Saturday 21 February 2009

Conquering the Anti-Atlas Mountains

The highlight of my three month ramble around the Mediterranean to celebrate my fiftieth birthday in 1977 was an overnight bus ride from Marrakesh to Tafraoute. I had read in a local French language newspaper in Casablanca that there was an Almond Festival the other side of the Anti-Atlas Mountains. It was a scramble finding the bus in the busy market square of the town renowned as a hippie crossroads. (There were no hippies on this trip, just locals taking short trips on the itinerary. The voyagers were a constantly changing mix.)

With the innocence of a novice African traveler, I was carting a hernia threatening suitcase on unusable wheels. Any sane traveler would be using a backpack under these circumstances. And the poor baggage master staggered as he hoisted my grab bag onto the roof of the twenty seater bus. Because I was trying out my pidgin French on any local who would stand still, he was subjected to the further insult of my jabbering away. A friendly guy, he offered me the jump seat at the front of the bus so I could take better pictures while it was still light.

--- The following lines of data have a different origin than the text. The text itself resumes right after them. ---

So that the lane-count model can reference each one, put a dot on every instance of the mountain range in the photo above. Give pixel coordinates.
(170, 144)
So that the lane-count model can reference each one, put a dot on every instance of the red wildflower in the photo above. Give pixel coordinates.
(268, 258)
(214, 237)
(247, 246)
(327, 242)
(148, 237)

What a night that was. I was clad in jeans and a T-shirt, perfectly adequate for Marrakesh in February. But the High Atlas mountains. It slowly dawned on me (and the temperature started dropping quickly) that I was in for a night of shivers. Luckily, every half hour or so there was a pit stop for a hot coffee and huddling as close to the brazier as possible. Ill never forget shortly after one such stop about three o’clock in the morning when I snuck a look back at the rest of the travelers. They were all headless! Snugly tucked into their frost-defying jellabas.

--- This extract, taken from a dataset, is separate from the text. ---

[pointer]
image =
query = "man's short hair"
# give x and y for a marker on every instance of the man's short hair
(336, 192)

And the road that night was an almanac of driving hazards first fog, then rain, the sleet whipping against the front windshield. Skids, sometimes toward abysses I was happy were more or less obscured by the darkness, and ascents so steep the bus shuddered as it went to lower and lower gears. What a ride! As the night lifted I was puzzled by how the driver knew where to go. To my untutored eye, it was only a vast undifferentiated desert.

Then the wonder of the Almond Festival dazzled my astonished eyes. As far as the eye could see in the breaking dawn it was a landscape of pure white. The blossoms seemed unending. Tafraoute was a confusing village but fascinating. It took miming more than my Freshman French to find a place to stay overnight. Chance had it that a sculptor lived there as well. And among my favorite souvenirs from 50 years of traipsing around the globe are small stone sculptures of animals for the Hazoo my collection of crafted animals from anywhere and everywhere.

The bus trip to Agadir on the Atlantic Coast was not memorable. And I stayed at an expensive tourist hotel for a change. My style of traveling has been that every night I spend in a youth hostel or on a moving vehicle earns me a point a night towards a five star hotel. By then I need a bath and a comfortable bed. I become the Duke de Visa, living beyond my means for the nonce. I'm ashamed to confess that I didn’t have the balls to ride the camel that a most persistent driver tried unsuccessfully (and ultimately disgustedly) to talk me into.

Frankly, my month in Morocco was getting me restless. I flew to Tangiers, where I tried without success to find out where Paul Bowles was hanging out. And frustrated by that experience, I easily found the main train station where I plotted out my moves to Oran (hello, Albert Camus!), and Algiers.